Я помню: оленье солнце врастало рогами в сумрак. Вдали стекленели горы, прозрачные, как рисунок ребенка… Я был ребенком, чей взгляд одинокой болью струился, как наша речка, поющая вдоль по полю
печальную песню русла. Я помню, как мне с балкона открылось, что мирозданье мечтательно и бездонно, и сон оленьего солнца, казалось, навеки вечен. А с трепетных губ жасмина, как вздох, поднимался вечер.
Дышали стихом грядущим и сок лепестка, и мякоть. И было столь синим небо, что очень хотелось плакать. Я с мамой молчал. И это безмолвие было в ранге святой тишины, в которой над нами витает ангел.
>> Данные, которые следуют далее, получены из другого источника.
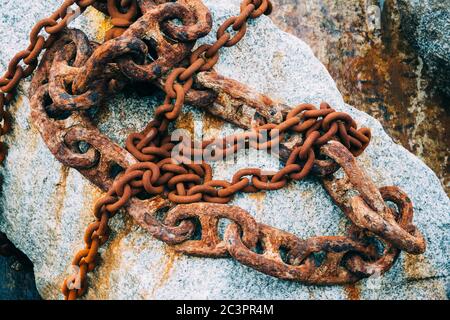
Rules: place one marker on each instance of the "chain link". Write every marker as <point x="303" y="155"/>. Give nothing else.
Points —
<point x="76" y="74"/>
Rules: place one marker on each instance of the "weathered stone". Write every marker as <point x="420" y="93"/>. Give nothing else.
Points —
<point x="45" y="207"/>
<point x="426" y="24"/>
<point x="376" y="69"/>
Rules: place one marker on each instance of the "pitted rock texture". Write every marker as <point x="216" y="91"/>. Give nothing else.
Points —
<point x="45" y="207"/>
<point x="377" y="70"/>
<point x="426" y="24"/>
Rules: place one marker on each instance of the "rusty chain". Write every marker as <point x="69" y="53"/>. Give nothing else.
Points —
<point x="145" y="45"/>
Мы в эту минуту были во сне прозрачного слова, отчеркнутого кристаллом от четкой черты земного и времени, и пространства… Я помню себя ребенком. Я помню солнце безрогим, безропотным олененком.
Резвилось оно и катилось на дно витражей заката. Вживались мы в зазеркалье стеклянного небоската. Цвели розмарины, мама, устами прозрачных вестниц. Предчувствием поцелуя порхали улыбки сверстниц.
Казалось, что все на свете из воздуха и дыханья. Казалось, что все готово к свечению и порханью. Но это мгновенье длилось не более, чем мгновенье, и смаргивалось ресницей печального отрезвленья.
Пружина часов сминала зеркальную гладь покоя, и снова кристалл разлуки оказывался рекою. Но долго на дне заката, обрызганы красной пылью, вечернего перезвона прозрачные крылья плыли.
Я помню: оленье солнце врастало рогами в сумрак, и был окоем прозрачен и чист, как детский рисунок. Конечно, я был ребенком, но снова твержу устало: прекрасное — невозможно, и все же существовало.